Maybe I do have a few posts I can write and "embargo" during my vacation, so there's some activity here.
One thing I'm thinking about, one thing that struck me last Sunday, is something that was said in church. There was a discussion in the sermon about the things deep in our hearts that we need to try to eliminate in order to better see God and better love our neighbors- he used the image of the infamous "garbage barge" that traveled all over the place seeking a port in which to unload.
But one of the comments he made particularly struck me, about needing to get away from the idea of valuing ourselves based on our accomplishments. (Previously, he had talked about the error of valuing ourselves based on what we own, which of course, we all, as good Christians, nod at, because we understand how that's wrong even though some of us may do it sometimes).

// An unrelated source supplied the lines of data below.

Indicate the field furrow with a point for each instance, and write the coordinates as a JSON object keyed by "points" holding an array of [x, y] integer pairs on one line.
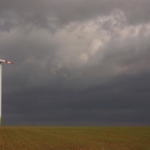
{"points": [[74, 138]]}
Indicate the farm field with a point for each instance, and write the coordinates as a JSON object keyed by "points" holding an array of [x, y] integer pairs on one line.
{"points": [[74, 138]]}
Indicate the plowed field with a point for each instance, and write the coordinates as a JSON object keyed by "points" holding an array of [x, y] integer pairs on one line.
{"points": [[74, 138]]}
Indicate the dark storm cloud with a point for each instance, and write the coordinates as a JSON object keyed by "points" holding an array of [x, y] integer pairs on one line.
{"points": [[93, 70]]}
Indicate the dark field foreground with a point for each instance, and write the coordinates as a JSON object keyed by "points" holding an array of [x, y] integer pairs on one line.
{"points": [[74, 138]]}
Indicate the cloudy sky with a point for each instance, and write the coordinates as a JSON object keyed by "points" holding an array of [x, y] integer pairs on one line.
{"points": [[77, 62]]}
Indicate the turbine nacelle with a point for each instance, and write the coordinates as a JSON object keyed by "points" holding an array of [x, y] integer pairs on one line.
{"points": [[6, 61]]}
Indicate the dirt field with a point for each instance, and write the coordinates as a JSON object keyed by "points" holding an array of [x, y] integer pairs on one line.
{"points": [[74, 138]]}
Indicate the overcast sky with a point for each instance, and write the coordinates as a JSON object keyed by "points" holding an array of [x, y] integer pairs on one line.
{"points": [[77, 62]]}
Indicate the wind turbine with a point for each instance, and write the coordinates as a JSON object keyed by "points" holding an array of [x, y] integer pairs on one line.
{"points": [[7, 62]]}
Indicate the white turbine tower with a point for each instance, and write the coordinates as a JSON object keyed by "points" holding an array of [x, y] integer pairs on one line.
{"points": [[7, 62]]}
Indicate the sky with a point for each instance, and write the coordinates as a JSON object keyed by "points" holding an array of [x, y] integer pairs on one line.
{"points": [[76, 62]]}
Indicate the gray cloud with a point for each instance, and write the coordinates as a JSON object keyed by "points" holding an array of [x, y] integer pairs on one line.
{"points": [[76, 62]]}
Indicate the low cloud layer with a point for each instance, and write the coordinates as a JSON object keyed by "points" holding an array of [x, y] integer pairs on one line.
{"points": [[76, 62]]}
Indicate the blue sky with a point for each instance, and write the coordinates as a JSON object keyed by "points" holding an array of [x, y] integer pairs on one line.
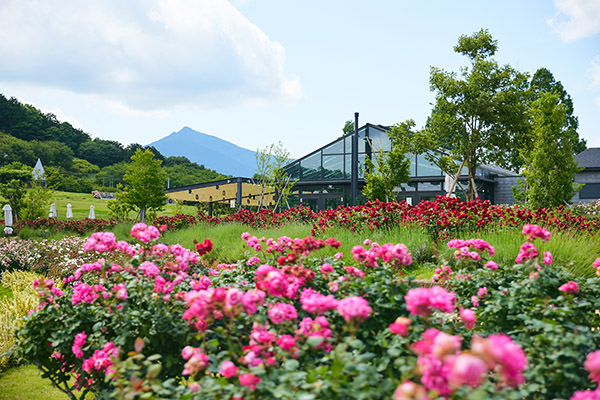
{"points": [[255, 72]]}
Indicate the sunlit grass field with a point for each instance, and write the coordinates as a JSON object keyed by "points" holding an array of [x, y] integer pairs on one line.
{"points": [[81, 202]]}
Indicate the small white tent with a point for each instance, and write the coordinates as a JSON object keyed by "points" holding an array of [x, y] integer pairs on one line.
{"points": [[38, 170]]}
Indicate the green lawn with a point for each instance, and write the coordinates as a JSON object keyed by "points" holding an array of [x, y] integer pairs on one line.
{"points": [[81, 203], [26, 383], [5, 292]]}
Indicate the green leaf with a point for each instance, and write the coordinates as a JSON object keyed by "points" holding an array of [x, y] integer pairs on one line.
{"points": [[291, 365]]}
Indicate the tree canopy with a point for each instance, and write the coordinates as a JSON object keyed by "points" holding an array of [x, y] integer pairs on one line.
{"points": [[477, 112], [145, 181]]}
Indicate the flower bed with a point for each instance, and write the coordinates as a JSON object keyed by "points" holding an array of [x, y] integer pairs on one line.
{"points": [[286, 323]]}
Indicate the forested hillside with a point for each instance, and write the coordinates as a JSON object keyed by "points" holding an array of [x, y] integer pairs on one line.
{"points": [[75, 161]]}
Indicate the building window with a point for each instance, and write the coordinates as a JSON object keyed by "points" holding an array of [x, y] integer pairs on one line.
{"points": [[333, 167], [335, 148], [590, 191], [426, 168], [311, 167]]}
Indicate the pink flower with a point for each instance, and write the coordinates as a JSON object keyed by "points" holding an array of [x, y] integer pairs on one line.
{"points": [[249, 380], [421, 301], [144, 233], [354, 308], [197, 361], [592, 364], [315, 302], [491, 265], [482, 292], [100, 242], [400, 326], [586, 395], [527, 252], [468, 317], [120, 291], [78, 343], [468, 370], [228, 369], [326, 268], [149, 268], [499, 350], [445, 345], [101, 360], [569, 287], [251, 299], [286, 342], [253, 261]]}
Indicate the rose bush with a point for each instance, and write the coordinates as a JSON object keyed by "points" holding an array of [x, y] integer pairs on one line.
{"points": [[155, 320]]}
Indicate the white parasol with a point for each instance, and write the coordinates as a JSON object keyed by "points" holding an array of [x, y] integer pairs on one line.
{"points": [[7, 219], [53, 213]]}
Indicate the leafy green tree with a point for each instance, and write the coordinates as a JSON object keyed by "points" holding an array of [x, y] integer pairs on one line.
{"points": [[271, 175], [102, 152], [14, 192], [348, 127], [144, 184], [478, 112], [391, 168], [543, 81], [13, 149], [14, 178], [83, 167], [53, 153], [113, 173], [181, 172], [551, 164]]}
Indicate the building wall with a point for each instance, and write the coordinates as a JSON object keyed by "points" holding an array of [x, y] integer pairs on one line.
{"points": [[502, 189]]}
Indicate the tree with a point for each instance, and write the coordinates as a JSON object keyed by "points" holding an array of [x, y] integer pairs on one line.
{"points": [[144, 184], [543, 81], [102, 152], [37, 199], [476, 115], [14, 178], [348, 127], [271, 175], [391, 168], [551, 163]]}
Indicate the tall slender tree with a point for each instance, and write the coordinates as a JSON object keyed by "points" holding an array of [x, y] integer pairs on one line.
{"points": [[551, 164]]}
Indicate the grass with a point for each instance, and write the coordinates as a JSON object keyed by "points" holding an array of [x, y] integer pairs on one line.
{"points": [[26, 383], [81, 202], [5, 292], [568, 250]]}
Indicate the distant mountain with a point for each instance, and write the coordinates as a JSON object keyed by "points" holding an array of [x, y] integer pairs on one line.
{"points": [[210, 151]]}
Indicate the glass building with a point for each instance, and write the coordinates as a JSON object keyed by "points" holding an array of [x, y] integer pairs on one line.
{"points": [[324, 178]]}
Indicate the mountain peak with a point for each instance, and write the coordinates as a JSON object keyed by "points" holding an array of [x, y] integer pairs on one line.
{"points": [[208, 150]]}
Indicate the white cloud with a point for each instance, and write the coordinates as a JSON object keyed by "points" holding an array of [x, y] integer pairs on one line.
{"points": [[143, 54], [576, 19], [120, 108], [594, 73]]}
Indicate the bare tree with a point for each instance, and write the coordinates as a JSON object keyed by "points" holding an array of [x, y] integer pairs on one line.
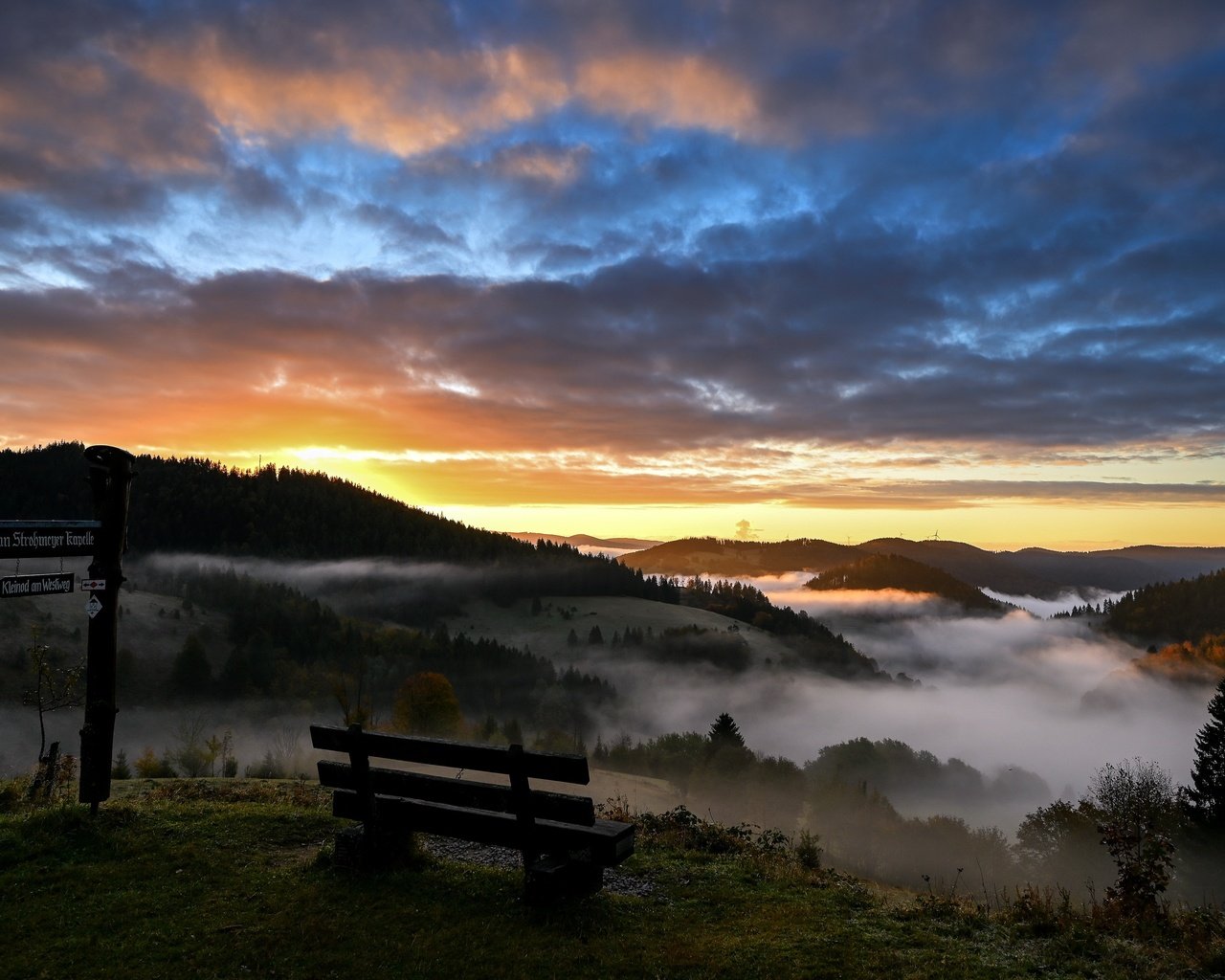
{"points": [[54, 686]]}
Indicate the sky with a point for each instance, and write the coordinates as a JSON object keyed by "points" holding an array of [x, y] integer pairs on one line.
{"points": [[774, 270]]}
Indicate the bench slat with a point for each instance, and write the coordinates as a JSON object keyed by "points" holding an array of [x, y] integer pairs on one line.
{"points": [[560, 767], [466, 792], [609, 840]]}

But yeah. That struck me because it is a fault I sometimes have. How many times have I complained that I'm "wasting my life" because I'm not devoting more of my time to research? Or how many times do I bitterly wish I had written some kind of popular book (a la the Yarn Harlot), because then I'd feel like I'd "done something" with my life?

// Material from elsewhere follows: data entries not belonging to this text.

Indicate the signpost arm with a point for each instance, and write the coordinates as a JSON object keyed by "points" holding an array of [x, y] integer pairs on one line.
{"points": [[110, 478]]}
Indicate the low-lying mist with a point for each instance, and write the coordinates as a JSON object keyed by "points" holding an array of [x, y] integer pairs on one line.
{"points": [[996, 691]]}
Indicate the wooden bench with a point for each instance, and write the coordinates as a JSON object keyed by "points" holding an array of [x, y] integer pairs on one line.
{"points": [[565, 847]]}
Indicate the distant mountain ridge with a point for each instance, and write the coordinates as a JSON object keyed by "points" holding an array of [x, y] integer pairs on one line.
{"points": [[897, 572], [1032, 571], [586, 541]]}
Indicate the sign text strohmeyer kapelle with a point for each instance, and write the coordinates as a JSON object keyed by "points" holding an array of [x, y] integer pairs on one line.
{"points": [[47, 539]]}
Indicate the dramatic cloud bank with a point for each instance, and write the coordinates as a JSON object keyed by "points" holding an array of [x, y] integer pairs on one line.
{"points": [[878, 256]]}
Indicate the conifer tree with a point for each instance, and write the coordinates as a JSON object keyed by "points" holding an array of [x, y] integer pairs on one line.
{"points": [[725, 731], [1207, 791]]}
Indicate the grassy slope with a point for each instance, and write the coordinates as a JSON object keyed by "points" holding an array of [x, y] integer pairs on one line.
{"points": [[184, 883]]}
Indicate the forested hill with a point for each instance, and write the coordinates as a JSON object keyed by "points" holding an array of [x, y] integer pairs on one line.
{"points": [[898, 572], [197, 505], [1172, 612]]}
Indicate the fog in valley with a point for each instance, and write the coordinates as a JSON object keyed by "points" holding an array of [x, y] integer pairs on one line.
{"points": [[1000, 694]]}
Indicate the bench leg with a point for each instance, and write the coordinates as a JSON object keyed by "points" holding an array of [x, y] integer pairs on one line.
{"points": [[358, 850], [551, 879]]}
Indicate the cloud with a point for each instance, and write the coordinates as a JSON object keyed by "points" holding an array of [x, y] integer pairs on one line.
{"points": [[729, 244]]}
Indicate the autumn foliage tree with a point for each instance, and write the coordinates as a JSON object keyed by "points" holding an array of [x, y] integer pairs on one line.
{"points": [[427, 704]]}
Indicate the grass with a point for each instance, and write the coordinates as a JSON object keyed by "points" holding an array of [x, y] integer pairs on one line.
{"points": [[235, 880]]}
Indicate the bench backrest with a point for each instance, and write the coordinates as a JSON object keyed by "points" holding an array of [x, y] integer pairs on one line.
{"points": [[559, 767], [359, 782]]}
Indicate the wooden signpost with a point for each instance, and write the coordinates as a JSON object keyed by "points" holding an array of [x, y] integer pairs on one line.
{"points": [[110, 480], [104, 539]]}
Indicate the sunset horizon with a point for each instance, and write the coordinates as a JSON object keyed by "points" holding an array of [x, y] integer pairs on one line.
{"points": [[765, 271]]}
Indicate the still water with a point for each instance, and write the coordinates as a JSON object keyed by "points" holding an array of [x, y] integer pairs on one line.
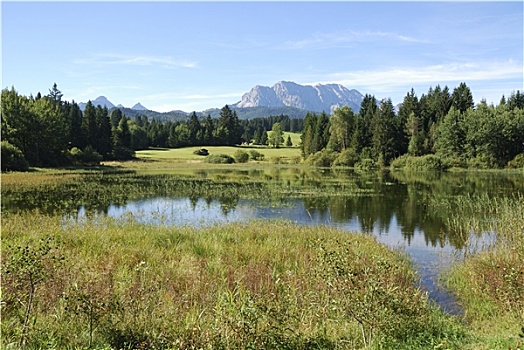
{"points": [[406, 212]]}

(Part of that is, I confess, a bit of jealousy - I look at people, like a particular knitting designer who is BOTH a singer-songwriter and a pattern designer, and I think, "she has fans in TWO media" and then I feel a little sad because I don't really think of myself as having "fans." And I know: I shouldn't CARE, I should care about doing the right thing by people, and part of the reason I don't always have adoring throngs of students is that my expectations are high and I enforce the rules and come down hard on things like plagiarism. But sometimes I think, in a grass-is-always-greener way, that it would be NICE to do stuff like designing for a living.....oh, I'm sure it has its awful parts as well, but it's so easy to see how "pretty" it is when someone just shows the nice or romantic parts of it)
I wonder sometimes if this is a lesson I learned from school; I didn't have a lot of friends and the main way I got attention was by being good at stuff, and I wonder if that taught me somewhere along the way that my worth is tied up to 'what have you done lately?' but I know it's something I struggle with. At my best, I can push it all away and say "I have worth because I am a PERSON." but at my worst I am running around in golden-retriever mode trying to make everyone happy so they will like me because I get in this mental loop where I feel like people will only like me if I'm doing stuff for them....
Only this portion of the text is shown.